Les maux...



                      
                                                          Isabelle Zimmerman.       


Je plains les maux de ceux n'ayant de survie que la rame, lointaine, épuisante, incertaine.
Quelle vague les porte, les transporte et où s'échouent leurs corps vêtus de lambeaux ?
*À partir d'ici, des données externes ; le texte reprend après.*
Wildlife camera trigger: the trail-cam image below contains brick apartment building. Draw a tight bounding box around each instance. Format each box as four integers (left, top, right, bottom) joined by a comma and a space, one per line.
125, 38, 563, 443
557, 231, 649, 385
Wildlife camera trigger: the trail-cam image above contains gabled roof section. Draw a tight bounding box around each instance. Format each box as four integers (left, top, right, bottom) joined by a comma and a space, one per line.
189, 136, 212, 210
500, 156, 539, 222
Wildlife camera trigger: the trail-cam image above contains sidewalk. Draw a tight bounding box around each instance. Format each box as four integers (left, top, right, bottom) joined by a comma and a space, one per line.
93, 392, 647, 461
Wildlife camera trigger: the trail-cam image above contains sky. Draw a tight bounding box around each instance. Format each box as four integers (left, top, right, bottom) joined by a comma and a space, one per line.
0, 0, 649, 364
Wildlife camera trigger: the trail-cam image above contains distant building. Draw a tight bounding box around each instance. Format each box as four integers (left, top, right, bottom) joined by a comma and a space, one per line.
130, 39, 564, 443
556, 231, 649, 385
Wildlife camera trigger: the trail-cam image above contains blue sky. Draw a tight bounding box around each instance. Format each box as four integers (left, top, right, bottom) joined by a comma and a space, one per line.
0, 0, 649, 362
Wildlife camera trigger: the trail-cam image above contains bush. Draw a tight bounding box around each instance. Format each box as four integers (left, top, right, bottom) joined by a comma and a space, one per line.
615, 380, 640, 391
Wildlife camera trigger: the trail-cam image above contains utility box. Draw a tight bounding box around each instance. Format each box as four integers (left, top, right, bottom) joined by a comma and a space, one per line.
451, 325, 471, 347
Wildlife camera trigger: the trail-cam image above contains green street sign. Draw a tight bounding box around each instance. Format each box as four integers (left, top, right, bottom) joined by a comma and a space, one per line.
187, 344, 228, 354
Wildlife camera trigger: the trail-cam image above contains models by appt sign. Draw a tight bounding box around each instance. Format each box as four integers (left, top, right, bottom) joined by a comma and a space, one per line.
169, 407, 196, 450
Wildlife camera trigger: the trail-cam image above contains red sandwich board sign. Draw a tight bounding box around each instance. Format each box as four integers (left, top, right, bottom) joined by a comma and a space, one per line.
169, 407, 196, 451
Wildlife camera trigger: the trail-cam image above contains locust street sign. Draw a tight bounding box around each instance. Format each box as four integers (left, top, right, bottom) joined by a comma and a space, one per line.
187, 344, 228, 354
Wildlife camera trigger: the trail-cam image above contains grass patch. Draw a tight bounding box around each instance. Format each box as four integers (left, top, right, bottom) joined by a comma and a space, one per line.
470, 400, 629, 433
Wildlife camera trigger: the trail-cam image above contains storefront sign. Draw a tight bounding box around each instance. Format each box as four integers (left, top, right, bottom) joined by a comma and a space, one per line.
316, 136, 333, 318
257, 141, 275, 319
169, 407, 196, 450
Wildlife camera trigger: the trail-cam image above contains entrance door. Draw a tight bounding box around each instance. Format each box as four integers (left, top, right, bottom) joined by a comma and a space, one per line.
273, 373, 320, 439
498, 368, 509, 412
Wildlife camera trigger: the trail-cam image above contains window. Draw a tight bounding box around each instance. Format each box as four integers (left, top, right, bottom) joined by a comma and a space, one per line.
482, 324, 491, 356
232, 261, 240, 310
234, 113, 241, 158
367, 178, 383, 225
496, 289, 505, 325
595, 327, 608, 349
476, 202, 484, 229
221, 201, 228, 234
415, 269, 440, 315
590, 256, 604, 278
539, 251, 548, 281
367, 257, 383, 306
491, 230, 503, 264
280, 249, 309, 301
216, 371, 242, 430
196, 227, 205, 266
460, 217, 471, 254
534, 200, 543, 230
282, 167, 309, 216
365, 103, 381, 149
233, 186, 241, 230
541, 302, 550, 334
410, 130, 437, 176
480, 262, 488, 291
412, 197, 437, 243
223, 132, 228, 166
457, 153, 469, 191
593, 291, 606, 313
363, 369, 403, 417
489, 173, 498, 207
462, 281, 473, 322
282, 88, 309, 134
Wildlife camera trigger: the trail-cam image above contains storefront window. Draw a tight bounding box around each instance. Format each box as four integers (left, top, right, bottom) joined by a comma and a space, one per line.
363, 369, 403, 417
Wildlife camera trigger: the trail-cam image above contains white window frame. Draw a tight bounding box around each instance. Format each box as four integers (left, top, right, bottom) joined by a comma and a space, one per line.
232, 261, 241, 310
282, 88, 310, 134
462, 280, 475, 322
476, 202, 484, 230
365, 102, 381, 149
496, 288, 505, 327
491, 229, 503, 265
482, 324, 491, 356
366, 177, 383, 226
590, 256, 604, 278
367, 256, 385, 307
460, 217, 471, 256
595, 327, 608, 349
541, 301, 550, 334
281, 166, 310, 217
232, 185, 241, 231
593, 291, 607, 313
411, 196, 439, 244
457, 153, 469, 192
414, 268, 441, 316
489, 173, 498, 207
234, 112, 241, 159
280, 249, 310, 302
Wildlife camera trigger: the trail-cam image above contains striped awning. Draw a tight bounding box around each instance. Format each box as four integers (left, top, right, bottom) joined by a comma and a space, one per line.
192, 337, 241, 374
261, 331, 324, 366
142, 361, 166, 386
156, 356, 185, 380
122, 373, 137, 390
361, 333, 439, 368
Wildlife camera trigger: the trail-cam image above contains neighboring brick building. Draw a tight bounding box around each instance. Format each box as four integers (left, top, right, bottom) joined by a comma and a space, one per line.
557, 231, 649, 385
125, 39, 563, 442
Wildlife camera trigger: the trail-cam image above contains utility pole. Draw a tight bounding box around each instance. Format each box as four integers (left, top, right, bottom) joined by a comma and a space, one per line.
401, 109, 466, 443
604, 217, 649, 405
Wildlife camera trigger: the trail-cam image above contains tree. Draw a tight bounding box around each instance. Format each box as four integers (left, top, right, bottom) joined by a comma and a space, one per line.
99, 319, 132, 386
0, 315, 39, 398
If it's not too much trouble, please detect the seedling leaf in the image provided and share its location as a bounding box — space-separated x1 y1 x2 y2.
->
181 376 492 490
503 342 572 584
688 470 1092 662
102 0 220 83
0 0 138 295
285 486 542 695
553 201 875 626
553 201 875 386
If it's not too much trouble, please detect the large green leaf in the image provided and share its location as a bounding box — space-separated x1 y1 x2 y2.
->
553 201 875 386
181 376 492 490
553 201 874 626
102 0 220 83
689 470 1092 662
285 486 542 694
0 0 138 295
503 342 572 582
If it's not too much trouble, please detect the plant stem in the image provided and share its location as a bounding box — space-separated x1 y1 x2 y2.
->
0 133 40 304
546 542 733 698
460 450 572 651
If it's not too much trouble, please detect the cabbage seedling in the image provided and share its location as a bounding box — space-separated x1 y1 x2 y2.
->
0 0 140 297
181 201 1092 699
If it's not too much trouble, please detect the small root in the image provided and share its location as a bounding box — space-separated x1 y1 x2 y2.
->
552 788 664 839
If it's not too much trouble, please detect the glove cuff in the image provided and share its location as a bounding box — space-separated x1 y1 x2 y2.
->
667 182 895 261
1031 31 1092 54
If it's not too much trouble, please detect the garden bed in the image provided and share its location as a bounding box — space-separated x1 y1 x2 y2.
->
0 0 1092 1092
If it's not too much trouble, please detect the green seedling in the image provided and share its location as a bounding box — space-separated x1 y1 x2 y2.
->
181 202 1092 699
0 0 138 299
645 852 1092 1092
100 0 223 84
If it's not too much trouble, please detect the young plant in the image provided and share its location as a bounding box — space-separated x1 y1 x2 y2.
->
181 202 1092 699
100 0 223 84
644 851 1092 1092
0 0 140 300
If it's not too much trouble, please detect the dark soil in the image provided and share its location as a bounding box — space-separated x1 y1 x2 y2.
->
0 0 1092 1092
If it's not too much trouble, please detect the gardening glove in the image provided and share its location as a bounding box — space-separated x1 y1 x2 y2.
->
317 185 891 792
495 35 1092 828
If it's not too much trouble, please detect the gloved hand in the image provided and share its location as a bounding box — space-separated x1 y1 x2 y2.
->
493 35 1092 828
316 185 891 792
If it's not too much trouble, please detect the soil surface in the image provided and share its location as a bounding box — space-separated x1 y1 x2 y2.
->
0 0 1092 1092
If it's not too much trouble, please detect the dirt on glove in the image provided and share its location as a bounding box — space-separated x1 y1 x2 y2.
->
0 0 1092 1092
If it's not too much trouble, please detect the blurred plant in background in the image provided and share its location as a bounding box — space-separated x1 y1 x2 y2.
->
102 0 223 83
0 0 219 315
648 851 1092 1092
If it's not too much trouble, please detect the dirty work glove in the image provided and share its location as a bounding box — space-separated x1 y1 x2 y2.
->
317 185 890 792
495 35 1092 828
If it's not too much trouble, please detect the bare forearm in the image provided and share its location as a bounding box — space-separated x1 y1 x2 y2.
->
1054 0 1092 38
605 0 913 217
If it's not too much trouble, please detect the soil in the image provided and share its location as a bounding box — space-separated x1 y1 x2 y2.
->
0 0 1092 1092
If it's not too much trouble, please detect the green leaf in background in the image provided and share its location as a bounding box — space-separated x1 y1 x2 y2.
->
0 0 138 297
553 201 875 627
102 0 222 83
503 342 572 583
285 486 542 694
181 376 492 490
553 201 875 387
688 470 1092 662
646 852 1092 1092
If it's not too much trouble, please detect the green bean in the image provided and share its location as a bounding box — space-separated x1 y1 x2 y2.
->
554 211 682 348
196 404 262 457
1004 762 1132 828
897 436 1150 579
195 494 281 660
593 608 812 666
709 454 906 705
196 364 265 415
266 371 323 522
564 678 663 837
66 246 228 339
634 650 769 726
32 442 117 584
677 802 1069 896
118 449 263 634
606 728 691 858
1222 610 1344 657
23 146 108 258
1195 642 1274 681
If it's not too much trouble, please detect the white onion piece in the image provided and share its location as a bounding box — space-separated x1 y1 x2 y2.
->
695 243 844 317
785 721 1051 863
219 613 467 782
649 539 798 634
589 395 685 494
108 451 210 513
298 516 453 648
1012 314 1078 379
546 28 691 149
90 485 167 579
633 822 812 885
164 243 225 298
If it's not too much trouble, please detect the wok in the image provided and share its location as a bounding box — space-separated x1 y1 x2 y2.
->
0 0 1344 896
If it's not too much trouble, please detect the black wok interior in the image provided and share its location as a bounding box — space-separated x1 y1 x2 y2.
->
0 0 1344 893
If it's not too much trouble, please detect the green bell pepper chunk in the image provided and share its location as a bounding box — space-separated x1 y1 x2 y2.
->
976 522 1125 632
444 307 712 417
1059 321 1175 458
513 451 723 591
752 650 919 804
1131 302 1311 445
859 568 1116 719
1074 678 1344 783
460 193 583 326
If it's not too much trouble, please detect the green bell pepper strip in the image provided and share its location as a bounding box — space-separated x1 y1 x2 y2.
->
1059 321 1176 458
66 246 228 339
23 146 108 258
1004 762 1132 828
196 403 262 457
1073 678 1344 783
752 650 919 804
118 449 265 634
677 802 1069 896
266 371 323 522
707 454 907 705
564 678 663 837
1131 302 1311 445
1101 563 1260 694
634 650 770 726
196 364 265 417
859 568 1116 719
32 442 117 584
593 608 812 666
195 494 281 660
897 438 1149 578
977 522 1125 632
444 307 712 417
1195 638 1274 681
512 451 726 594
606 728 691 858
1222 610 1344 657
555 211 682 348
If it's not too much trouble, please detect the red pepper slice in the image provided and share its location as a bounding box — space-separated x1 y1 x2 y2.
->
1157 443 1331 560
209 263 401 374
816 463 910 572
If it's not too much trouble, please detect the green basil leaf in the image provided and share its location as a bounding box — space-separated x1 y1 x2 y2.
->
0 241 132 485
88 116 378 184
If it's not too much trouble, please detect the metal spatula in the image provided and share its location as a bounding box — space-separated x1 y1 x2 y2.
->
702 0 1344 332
Je plains les maux des vies sans label, premier prix, anonymes de tout bord, sans or ni rêves, démunis face à un devis de désir dont les pages dactylographiées se fondent sur un écran d'ordinateur d'aéroport en panne.
Il n' y a pas de papier au numéro que vous avez demandé, pas d'envol, pas de liberté.
Rien ne s'imprimera.
On croit se rencontrer et on se perd déjà.
Dédales.
Vague à l'âme.
Absence de mots.

Je plains les maux des belles et langoureuses amoureuses de sumos qui, lasses de chair flasque s'en vont guetter ailleurs des visages creux, des faces inertes, des torses décharnés , petits pieds enrichis d'uranium mortifère, cherchant dans les décombres une lueur d'espoir là où la folie du monde a semé le désert.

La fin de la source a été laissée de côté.